Novartis recently unveiled a mural and sculpture exhibition in London to raise awareness and educate the public about myeloproliferative neoplasms (MPNs), a group of rare blood cancers.
Five mural artists designed 10 sculptures, which are on display at Westfield London, that highlight the 10 main symptoms of MPNs, the company announced last week. Sculptures dubbed “Weight Loss Wendy” and “Night Sweats Nick” each portray a specific symptom, teaching viewers how MPNs may manifest in the human body.
The installation is interactive, allowing people to interact with the 10 “characters” through augmented reality.
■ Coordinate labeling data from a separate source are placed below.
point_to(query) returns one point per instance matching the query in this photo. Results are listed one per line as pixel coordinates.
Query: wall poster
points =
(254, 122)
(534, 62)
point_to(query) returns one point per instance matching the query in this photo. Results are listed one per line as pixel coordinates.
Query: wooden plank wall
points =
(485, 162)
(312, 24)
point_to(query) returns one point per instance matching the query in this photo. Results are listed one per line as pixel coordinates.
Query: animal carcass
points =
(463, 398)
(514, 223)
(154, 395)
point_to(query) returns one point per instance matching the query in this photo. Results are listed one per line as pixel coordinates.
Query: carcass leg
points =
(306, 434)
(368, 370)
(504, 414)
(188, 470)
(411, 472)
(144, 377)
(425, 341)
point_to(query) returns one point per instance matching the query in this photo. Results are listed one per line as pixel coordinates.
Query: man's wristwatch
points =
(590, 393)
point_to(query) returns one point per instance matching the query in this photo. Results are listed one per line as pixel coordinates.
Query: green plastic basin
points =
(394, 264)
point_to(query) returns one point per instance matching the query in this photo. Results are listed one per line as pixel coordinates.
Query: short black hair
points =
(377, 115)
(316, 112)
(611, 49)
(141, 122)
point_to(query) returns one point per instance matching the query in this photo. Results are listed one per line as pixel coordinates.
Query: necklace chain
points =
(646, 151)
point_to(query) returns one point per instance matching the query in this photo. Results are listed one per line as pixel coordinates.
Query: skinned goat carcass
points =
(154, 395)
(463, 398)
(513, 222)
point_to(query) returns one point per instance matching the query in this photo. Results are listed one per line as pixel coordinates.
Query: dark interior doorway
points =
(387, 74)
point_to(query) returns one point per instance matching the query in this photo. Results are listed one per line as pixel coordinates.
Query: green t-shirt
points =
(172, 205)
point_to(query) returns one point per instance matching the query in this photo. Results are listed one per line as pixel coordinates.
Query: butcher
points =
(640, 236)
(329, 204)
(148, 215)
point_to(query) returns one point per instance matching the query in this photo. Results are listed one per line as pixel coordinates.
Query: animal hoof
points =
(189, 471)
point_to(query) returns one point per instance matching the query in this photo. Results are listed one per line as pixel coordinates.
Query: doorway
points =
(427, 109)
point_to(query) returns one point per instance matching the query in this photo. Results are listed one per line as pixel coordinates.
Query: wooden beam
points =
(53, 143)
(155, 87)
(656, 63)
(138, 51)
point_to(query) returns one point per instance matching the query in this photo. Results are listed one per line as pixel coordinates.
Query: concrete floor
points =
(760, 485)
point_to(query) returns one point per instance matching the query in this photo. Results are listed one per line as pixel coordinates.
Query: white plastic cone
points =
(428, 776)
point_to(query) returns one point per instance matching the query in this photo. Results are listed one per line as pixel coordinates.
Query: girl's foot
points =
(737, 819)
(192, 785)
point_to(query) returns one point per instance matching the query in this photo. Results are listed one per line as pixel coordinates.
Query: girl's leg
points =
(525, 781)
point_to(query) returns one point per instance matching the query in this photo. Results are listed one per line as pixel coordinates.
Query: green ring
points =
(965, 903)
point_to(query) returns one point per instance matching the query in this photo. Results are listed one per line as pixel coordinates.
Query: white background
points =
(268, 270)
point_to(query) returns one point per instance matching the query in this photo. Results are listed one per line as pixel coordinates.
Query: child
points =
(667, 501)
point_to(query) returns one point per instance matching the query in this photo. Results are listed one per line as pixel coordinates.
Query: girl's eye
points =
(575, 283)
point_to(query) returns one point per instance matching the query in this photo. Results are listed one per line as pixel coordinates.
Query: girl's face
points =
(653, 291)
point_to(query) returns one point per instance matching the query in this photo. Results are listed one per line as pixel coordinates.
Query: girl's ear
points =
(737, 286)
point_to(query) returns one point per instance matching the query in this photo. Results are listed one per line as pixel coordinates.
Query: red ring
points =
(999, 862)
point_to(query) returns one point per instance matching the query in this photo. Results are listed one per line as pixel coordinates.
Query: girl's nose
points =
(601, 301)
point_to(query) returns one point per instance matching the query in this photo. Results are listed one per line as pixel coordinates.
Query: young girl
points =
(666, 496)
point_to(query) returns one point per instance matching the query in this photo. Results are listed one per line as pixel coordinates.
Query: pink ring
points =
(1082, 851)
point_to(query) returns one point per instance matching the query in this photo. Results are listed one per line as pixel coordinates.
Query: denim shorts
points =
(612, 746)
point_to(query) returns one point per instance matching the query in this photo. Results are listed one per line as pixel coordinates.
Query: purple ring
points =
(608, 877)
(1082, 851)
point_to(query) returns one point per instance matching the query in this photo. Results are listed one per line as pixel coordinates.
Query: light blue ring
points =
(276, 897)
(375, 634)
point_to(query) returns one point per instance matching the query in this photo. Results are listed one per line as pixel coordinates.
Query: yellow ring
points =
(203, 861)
The exhibition was created in partnership with the nonprofit MPN Voice. Alisia O’Sullivan, a member of the organization, noted that the rare cancers are often difficult to diagnose as “symptoms go under the radar and get confused with aging or other conditions.”
“[I]f someone is facing extreme fatigue or experiencing night sweats, they may put this down to the menopause, or their time of life,” O’Sullivan said in a statement. “More needs to be done to recognize and identify these symptoms early so that people living with the condition can seek help from medical professionals to better manage their symptoms, and those who are undiagnosed can seek a potential diagnosis sooner.”
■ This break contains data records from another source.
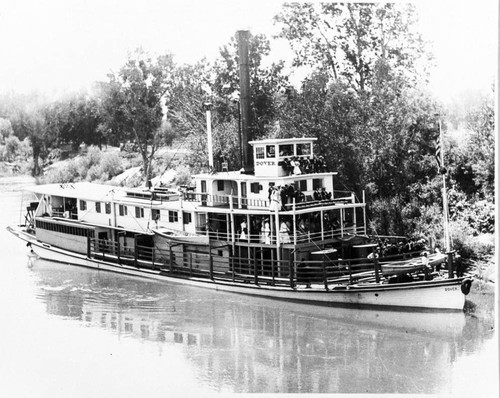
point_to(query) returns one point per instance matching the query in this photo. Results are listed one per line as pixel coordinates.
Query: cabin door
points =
(203, 190)
(243, 192)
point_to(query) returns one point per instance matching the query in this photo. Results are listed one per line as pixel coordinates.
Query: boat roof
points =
(283, 141)
(80, 190)
(241, 176)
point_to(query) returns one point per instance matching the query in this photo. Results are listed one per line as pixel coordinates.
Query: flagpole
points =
(446, 226)
(445, 196)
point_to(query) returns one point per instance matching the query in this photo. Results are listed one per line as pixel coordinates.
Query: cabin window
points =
(155, 214)
(304, 149)
(139, 212)
(122, 210)
(286, 150)
(317, 183)
(173, 216)
(255, 187)
(270, 151)
(259, 152)
(186, 218)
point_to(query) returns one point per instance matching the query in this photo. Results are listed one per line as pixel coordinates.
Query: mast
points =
(246, 134)
(446, 225)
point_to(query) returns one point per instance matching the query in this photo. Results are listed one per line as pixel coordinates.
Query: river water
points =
(74, 332)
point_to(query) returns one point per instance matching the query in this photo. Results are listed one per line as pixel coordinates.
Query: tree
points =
(346, 40)
(134, 103)
(30, 123)
(76, 119)
(266, 82)
(481, 145)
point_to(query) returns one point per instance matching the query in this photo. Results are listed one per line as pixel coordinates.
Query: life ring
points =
(466, 284)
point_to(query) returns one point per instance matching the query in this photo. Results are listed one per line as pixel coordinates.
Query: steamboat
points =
(275, 228)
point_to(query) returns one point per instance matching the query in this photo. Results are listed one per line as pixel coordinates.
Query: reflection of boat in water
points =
(274, 341)
(166, 303)
(274, 228)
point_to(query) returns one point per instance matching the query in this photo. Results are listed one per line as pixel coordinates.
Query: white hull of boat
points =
(443, 294)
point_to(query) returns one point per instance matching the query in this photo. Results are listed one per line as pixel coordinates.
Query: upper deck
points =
(280, 157)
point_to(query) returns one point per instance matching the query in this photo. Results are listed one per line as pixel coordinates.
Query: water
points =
(73, 332)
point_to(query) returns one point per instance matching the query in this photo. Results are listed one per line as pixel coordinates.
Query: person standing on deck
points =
(284, 232)
(244, 231)
(266, 232)
(275, 200)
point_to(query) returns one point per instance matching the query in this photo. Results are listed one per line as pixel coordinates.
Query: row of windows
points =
(65, 229)
(255, 187)
(173, 216)
(285, 150)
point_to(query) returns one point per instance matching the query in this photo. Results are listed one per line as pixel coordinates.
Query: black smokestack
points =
(246, 135)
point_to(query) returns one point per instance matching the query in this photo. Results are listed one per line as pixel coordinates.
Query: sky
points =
(54, 46)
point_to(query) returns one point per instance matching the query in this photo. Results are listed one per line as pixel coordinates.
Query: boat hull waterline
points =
(442, 294)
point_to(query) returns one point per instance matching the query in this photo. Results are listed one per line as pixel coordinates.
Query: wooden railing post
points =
(325, 279)
(210, 263)
(135, 251)
(118, 252)
(171, 254)
(88, 245)
(255, 276)
(291, 272)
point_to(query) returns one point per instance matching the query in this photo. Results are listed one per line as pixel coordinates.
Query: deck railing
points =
(235, 269)
(227, 201)
(303, 236)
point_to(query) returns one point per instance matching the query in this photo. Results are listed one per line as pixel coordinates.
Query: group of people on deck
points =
(296, 166)
(281, 196)
(260, 231)
(321, 194)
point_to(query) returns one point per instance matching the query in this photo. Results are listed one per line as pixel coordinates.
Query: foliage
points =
(134, 103)
(346, 40)
(76, 119)
(265, 83)
(30, 123)
(94, 166)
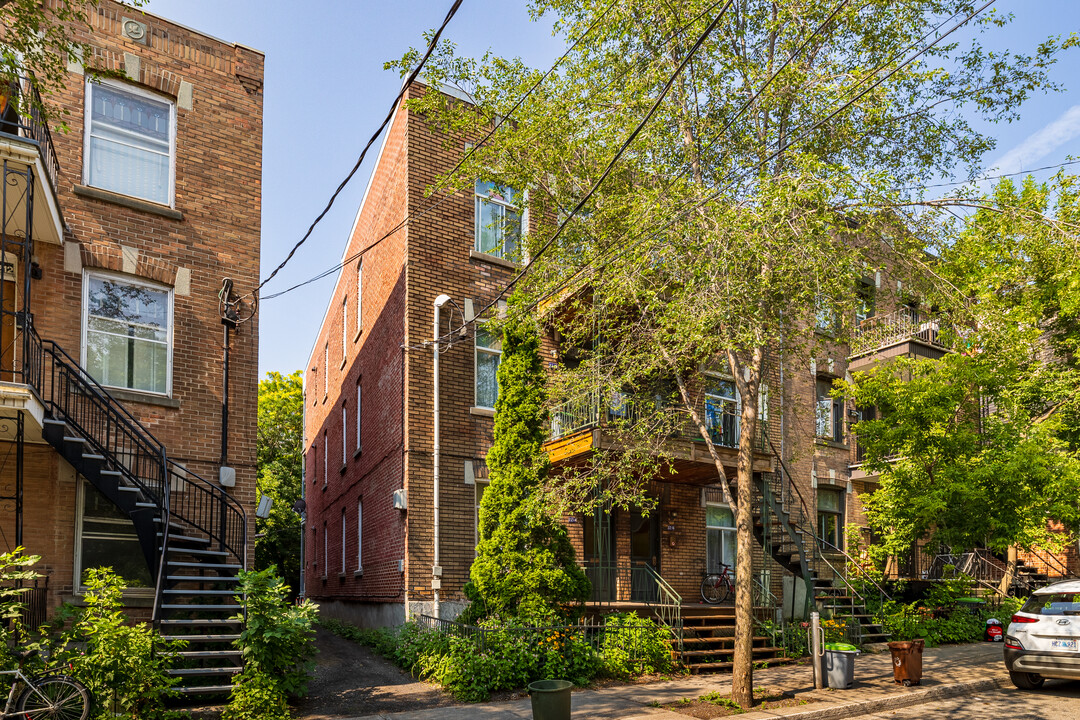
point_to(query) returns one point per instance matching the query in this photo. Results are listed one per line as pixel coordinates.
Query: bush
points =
(123, 665)
(256, 696)
(278, 639)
There are three types of MPNs – myelofibrosis (MF), which is marked by scar tissue built up inside the bone marrow; essential thrombocythaemia (ET), which results in an overproduction of platelets in the blood and increases the risk of blood clots; as well as polycythaemia vera (PV), which leads to the overproduction of red blood cells.
Often referred to as the “MPN 10,” the defining symptoms of these three disorders include abdominal pain, inactivity, weight loss, fever, concentration problems, fatigue, bone pain, early satiety, itching and night sweats.
Empowering patients with knowledge of these diseases, including how to recognize the most common symptoms, is a key objective for Novartis through this initiative.
Marie-Andrée Gamache, country president at Novartis UK and Ireland, noted that the exhibition underscored the company’s “ongoing commitment to transforming the lives” of people living with blood cancers.
“[W]e’ve been able to use real experiences from those living with MPNs about the true impact these symptoms have on their quality of life,” she said. “We know art can be a powerful way to express feelings and draw attention to a cause, so we’re proud to have worked with five talented artists to portray the reality of these symptoms in such an attention-grabbing way.”